Under Mr. Perdue, the U.S.D.A. has sought to give schools flexibility when it comes to meeting nutrition guidelines for federally subsidized school lunches. He spoke sympathetically about the job of school county nutritionists as “tough.”

“(They are) trying to determine how to feed all those kids on the budget they’re given even with the great contribution from the U.S. taxpayer, to feed them over those kinds of budgets for all the parameters they’ve got,” he said. “And you gotta get this much in, this much out and all of those kind of things. It’s a tough job today. I grew up just loving the lunchroom ladies. They made me happy every day.

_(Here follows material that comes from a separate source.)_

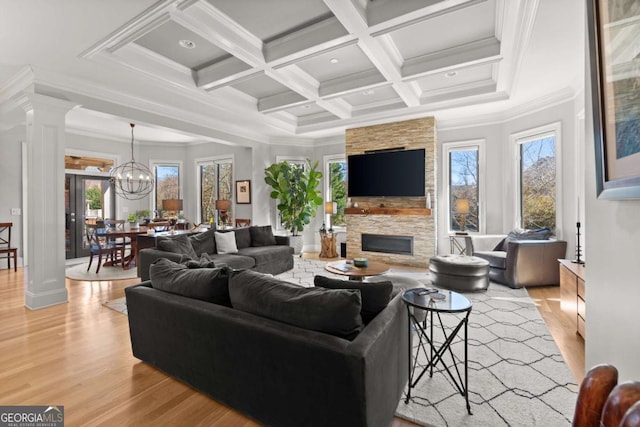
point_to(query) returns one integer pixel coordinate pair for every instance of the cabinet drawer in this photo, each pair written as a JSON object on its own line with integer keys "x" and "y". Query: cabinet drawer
{"x": 581, "y": 327}
{"x": 581, "y": 288}
{"x": 582, "y": 308}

Now there is just so much prescription in their job. With those constraints they’ve been in a real quandary, and so we’re really trying to give them the flexibility under the guise of good healthy wholesome meals to create what I believe they’re capable of doing, using that profession which is a lot of science but a lot of art.”

Concern over food waste

Finding ways to reduce food waste is a major priority of the U.S.D.A. and should be for the entire food industry, Mr. Perdue said.

The issue came to light for Mr. Perdue when he looked into issues associated with nutrition requirements and school lunch programs. The need for flexibility in these requirements stems, in part, from the importance of reducing food waste in general. Among criticisms of the nutrition benchmarks is that they lead children to throw more of their food away.

“We should be ashamed really, as an affluent nation, over the degree of waste that we have,” he said. “We talk to our world citizens who don’t have food security and know the kind of waste that we have. We’re making a huge effort in the U.S.D.A. working with some of your companies and others to figure out how we diminish. I don’t know if we can eliminate food waste. That’s post-harvest waste in the field, getting really a logistics system that’s almost got an overstock-type of thing where it’s still safe and healthy food. How we can logistically re-position that food so it will be utilized. How we can grow our food banks in a way they can use these. How can some of your companies participate in a way that as products are going out of date, to get those in a timely way to freezers where we can preserve the quality and the health and safety of that, so they can be utilized for people who don’t really have all they need to eat. Those are important issues that we need to work on together.”

Consolidation of safety oversight

Mr. Perdue said he embraces a proposal by J. Michael (Mick) Mulvaney, director of the Office of Management of Budget, to consolidate the food safety function of the federal government into a single organization, in contrast to the current split between the U.S.D.A. and the Food and Drug Administration. He recounted the complications food manufacturers face because of the current arrangement.

"If it's a chicken, that's U.S.D.A.," he said. "And if it lays an egg, that's F.D.A. If the eggs crack and produce an omelet, that's U.S.D.A. And you go on from there.

“Cheese pizza, that’s F.D.A. But pepperoni on it, that’s U.S.D.A., and processing companies are straddling many of those.

“A single food safety agency is a great idea. We’re doing our best to incorporate in the current environment at the F.D.A. over new technologies such as cell-cultured protein about the jurisdiction, and the authorities and the regulation.”

He said the agencies are looking at what each does best.

“So it’s not a matter of trying to be possessive or one up, it’s a matter of getting a common-sense compliance mechanism for U.S. processors, food producers, as well as consumers knowing who to go to,” he said.